Use of LLMs for Security Assessment and Feature Development
The main security changes suggested by LLMs for sigtree.pl were to
change system calls to avoid use of shell, e.g., by replacing
use of backticks to the use of “open” pipes. I also used it to ensure that
Linux and macOS support was consistent and complete.
As with reportnew, the biggest feature addition for sigtree.pl done
with LLMs was to add privilege separation, which was complicated by
the existing use of worker processes. In using Claude to come up with
a design for privilege separation, I went through 83 iterations of
creating a design document before it covered all features the way
that I wanted, without introducing problems, but it still introduced
one major bug that only appeared on one OpenBSD host and which Claude
was unable to identify the root cause of. The symptoms were that
the communication between unprivileged worker processes and the
privileged process would work for a while but then start failing
with evident corruption in the interprocess communications channel.

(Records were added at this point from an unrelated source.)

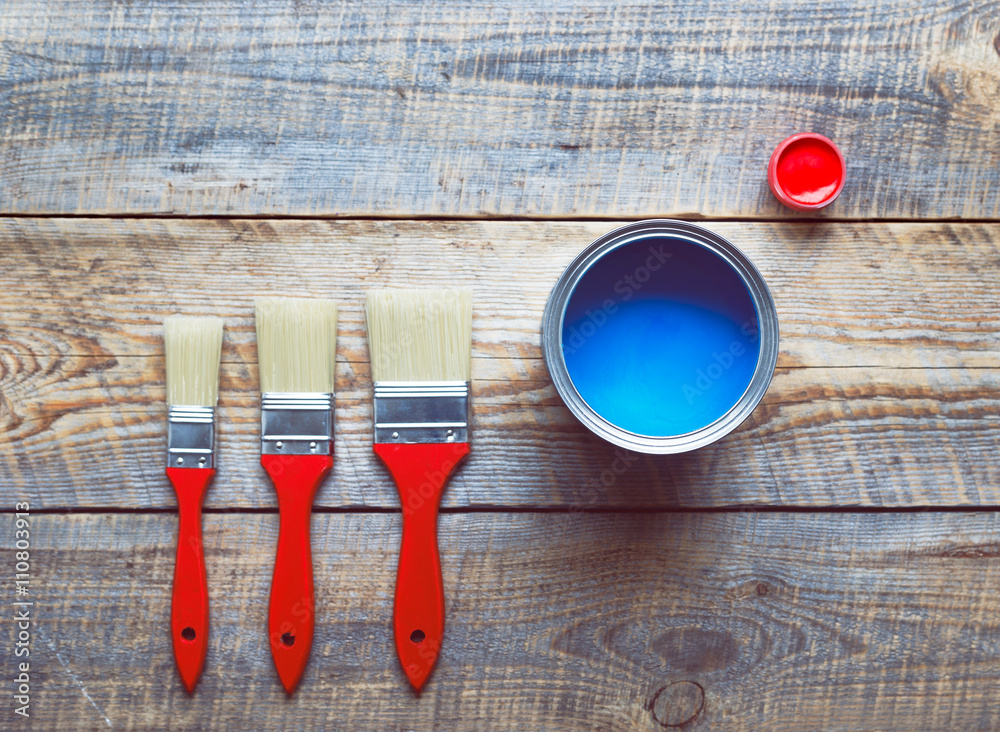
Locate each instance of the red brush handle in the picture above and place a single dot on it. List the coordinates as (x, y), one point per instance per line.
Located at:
(189, 607)
(420, 472)
(291, 618)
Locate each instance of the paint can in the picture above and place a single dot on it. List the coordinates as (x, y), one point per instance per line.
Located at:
(661, 336)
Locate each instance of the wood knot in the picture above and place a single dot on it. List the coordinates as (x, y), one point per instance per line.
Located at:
(677, 704)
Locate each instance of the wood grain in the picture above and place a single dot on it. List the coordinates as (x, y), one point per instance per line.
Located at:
(740, 621)
(886, 392)
(561, 109)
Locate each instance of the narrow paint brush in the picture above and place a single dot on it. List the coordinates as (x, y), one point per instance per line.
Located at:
(420, 343)
(296, 346)
(193, 350)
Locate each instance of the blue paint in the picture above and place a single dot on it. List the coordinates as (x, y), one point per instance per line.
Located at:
(660, 337)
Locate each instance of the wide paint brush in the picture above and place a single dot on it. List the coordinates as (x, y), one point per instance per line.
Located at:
(420, 343)
(296, 344)
(193, 348)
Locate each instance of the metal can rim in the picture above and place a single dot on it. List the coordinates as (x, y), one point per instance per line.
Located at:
(760, 295)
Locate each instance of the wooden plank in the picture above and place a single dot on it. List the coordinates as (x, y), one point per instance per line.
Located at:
(887, 375)
(561, 109)
(761, 621)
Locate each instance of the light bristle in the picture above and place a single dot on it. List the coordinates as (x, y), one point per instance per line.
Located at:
(194, 349)
(420, 335)
(296, 344)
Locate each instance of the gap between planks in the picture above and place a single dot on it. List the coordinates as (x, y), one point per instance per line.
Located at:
(472, 218)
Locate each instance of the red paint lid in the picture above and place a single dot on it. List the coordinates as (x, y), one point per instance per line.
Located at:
(806, 171)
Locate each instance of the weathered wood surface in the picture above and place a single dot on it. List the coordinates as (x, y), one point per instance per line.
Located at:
(762, 621)
(556, 109)
(886, 392)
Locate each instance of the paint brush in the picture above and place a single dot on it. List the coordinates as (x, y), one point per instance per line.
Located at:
(193, 349)
(296, 346)
(420, 343)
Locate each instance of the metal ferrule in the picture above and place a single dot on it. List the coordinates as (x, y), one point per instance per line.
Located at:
(296, 423)
(190, 437)
(421, 411)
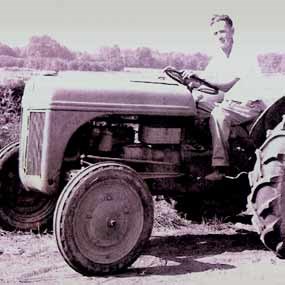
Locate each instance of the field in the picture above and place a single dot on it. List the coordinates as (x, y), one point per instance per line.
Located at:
(180, 251)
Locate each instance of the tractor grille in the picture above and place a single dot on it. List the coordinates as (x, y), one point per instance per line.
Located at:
(34, 143)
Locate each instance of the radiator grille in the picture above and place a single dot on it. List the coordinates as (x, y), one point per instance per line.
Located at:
(34, 143)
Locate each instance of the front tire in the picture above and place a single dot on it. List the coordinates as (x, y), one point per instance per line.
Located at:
(103, 219)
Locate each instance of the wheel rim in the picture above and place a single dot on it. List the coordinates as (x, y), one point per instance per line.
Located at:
(108, 220)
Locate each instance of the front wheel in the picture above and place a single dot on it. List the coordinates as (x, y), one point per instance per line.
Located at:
(103, 219)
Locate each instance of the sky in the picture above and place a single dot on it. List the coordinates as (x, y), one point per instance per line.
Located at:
(165, 25)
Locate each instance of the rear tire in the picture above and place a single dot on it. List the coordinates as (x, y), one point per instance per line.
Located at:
(267, 202)
(103, 219)
(21, 209)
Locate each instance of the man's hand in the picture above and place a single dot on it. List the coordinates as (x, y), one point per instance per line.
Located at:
(187, 74)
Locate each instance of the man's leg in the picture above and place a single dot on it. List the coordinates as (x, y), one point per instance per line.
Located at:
(222, 118)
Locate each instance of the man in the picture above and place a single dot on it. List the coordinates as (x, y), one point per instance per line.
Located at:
(240, 104)
(221, 72)
(229, 72)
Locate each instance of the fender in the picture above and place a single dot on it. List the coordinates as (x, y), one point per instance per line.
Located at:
(268, 120)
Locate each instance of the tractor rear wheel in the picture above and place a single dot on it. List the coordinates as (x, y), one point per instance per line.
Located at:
(103, 219)
(21, 209)
(267, 201)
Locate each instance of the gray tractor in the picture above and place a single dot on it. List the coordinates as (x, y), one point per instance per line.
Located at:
(96, 147)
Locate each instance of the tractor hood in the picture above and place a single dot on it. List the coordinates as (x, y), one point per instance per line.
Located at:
(108, 92)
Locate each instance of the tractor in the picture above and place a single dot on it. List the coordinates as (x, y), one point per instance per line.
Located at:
(96, 147)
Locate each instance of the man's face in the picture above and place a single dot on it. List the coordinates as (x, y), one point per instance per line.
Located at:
(223, 33)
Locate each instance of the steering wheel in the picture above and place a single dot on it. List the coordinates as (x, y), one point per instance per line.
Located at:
(176, 75)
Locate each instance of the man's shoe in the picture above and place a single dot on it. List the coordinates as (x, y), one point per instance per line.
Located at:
(242, 218)
(216, 175)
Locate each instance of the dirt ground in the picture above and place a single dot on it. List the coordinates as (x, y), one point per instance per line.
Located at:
(207, 253)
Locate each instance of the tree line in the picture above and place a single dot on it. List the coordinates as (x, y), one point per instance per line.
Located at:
(45, 53)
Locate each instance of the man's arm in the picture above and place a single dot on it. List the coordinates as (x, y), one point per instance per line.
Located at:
(222, 86)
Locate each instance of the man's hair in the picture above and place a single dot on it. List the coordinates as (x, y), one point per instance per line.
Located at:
(218, 18)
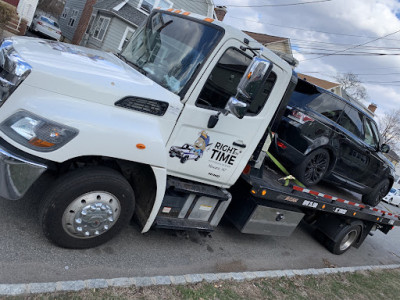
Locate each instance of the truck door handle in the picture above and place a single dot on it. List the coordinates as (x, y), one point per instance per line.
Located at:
(239, 144)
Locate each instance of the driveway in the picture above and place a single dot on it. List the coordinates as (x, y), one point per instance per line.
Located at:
(27, 256)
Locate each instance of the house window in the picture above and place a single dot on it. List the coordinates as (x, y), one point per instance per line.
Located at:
(90, 25)
(126, 37)
(72, 19)
(65, 13)
(148, 5)
(101, 28)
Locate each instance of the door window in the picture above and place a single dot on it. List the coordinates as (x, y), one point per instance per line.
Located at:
(224, 79)
(351, 119)
(328, 106)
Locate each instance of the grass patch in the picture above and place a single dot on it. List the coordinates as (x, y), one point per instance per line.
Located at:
(382, 284)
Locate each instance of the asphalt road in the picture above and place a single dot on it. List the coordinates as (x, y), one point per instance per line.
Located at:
(27, 256)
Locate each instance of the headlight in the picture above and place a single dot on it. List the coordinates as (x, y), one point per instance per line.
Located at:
(36, 132)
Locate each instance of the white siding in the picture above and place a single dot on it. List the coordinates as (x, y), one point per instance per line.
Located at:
(66, 30)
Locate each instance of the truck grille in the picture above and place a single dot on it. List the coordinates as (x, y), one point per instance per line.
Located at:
(149, 106)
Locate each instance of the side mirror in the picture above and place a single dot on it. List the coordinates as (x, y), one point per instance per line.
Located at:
(253, 78)
(385, 148)
(236, 107)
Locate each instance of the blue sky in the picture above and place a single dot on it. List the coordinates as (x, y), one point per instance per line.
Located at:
(335, 25)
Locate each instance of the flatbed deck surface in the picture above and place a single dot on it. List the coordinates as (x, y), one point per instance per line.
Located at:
(323, 197)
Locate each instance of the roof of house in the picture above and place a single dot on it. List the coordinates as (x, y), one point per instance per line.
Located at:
(319, 82)
(393, 155)
(265, 38)
(127, 12)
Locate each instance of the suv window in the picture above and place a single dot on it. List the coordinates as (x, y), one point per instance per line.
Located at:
(351, 119)
(328, 106)
(370, 136)
(224, 79)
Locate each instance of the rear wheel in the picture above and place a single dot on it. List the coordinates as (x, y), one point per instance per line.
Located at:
(344, 239)
(87, 207)
(313, 168)
(377, 194)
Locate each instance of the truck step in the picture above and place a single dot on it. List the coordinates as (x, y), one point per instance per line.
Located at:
(198, 189)
(182, 224)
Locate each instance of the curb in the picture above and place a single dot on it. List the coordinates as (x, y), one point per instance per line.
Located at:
(68, 286)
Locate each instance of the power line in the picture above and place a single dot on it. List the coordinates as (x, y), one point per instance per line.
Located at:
(353, 47)
(303, 29)
(276, 5)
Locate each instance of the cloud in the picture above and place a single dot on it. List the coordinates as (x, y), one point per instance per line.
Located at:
(368, 19)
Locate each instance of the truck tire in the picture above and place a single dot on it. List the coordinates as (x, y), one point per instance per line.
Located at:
(313, 168)
(345, 238)
(87, 207)
(380, 191)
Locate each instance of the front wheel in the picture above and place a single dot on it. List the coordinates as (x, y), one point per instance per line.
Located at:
(87, 207)
(380, 191)
(313, 168)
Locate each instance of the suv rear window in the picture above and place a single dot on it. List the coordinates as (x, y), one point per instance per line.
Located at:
(351, 120)
(325, 104)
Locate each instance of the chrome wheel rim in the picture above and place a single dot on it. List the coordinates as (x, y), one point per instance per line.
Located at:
(316, 168)
(91, 214)
(349, 239)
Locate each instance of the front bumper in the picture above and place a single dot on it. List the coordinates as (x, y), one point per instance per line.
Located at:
(17, 174)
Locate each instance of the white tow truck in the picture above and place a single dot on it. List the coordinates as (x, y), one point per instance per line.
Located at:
(161, 131)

Claude kept suggesting additional debugging output and trying
variations of changes to the protocol some of which were related
to differences between OpenBSD and Linux. After going around in
circles for a few hours, I took the dog for a walk and thought
about it, and realized Claude was completely missing the root
cause, which was that the algorithm it produced for assigning a
Unix socket from an array to new worker processes was not re-using
the first available free slot but was just assigning slots in
sequence regardless of the order that worker processes terminated
(i.e., it assumed they would start and terminate in the same
sequence). This was a case where Claude created a problem it
was unable to correctly debug or solve, but was able to fix after
I identified the actual issue. Some of Claude’s proposed solutions
to the problem were not just irrelevant to the underlying issue but
were terrible ideas, like passing the entire contents of specs
across the privileged/nonprivileged boundary rather than just
file descriptors (it wrongly suggested that OpenBSD was somehow
mangling the communications because of problems with file descriptor
passing).
I started work on privilege separation on January 5, 2026, had a mostly
complete implementation by January 24 (with Claude design revision 50),
finished the design revision 83 by January 28, then fixed some
additional issues involving OpenBSD and Linux differences by February 1.

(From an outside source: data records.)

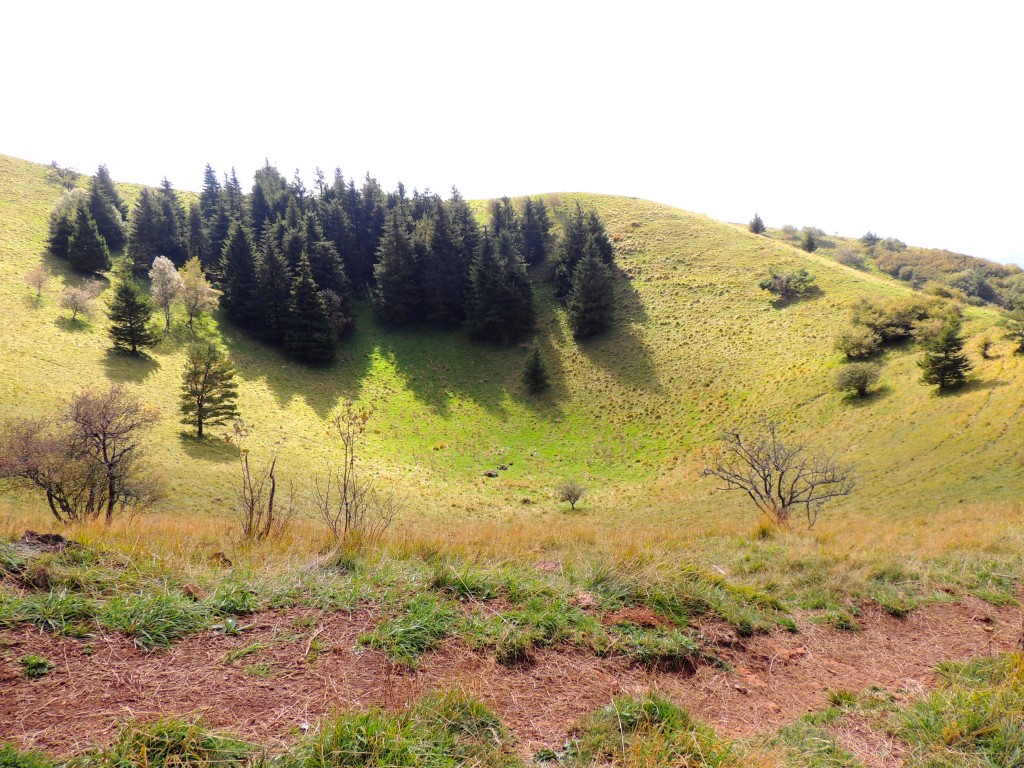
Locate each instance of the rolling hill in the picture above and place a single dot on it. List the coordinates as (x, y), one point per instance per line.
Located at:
(697, 347)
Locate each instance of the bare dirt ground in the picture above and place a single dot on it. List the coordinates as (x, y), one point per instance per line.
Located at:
(268, 694)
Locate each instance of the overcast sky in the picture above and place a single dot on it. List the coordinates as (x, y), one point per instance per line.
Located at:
(903, 118)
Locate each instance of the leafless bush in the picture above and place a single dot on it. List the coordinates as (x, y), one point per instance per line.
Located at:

A final issue introduced by these changes was that it broke signing
of specs using gpg because the prompt for a passphrase with
gpg-agent doesn’t work in the privileged process, which has no
connected tty; this required building a separate helper script,
gpg-noagent, to invoke gpg in batch mode since the necessary
options can’t otherwise be passed to the PGP::Sign perl module; this is
one of several reasons to prefer using signify (the others including
that there’s much less complex code involved).
Getting Started and Further Reading
sigtree.pl is available on my website
and on Github. Sample
sigtree.conf config files are provided for OpenBSD, Linux, and macOS along with the
above-mentioned gpg-noagent script if you want to use GPG signing. The Github README
has more information about usage and implementation.
This covers all of the scripts I intended to cover in this series (though not all that I’ve written or that I’ve publicly released). I’ll have one more post with a wrap-up and overview.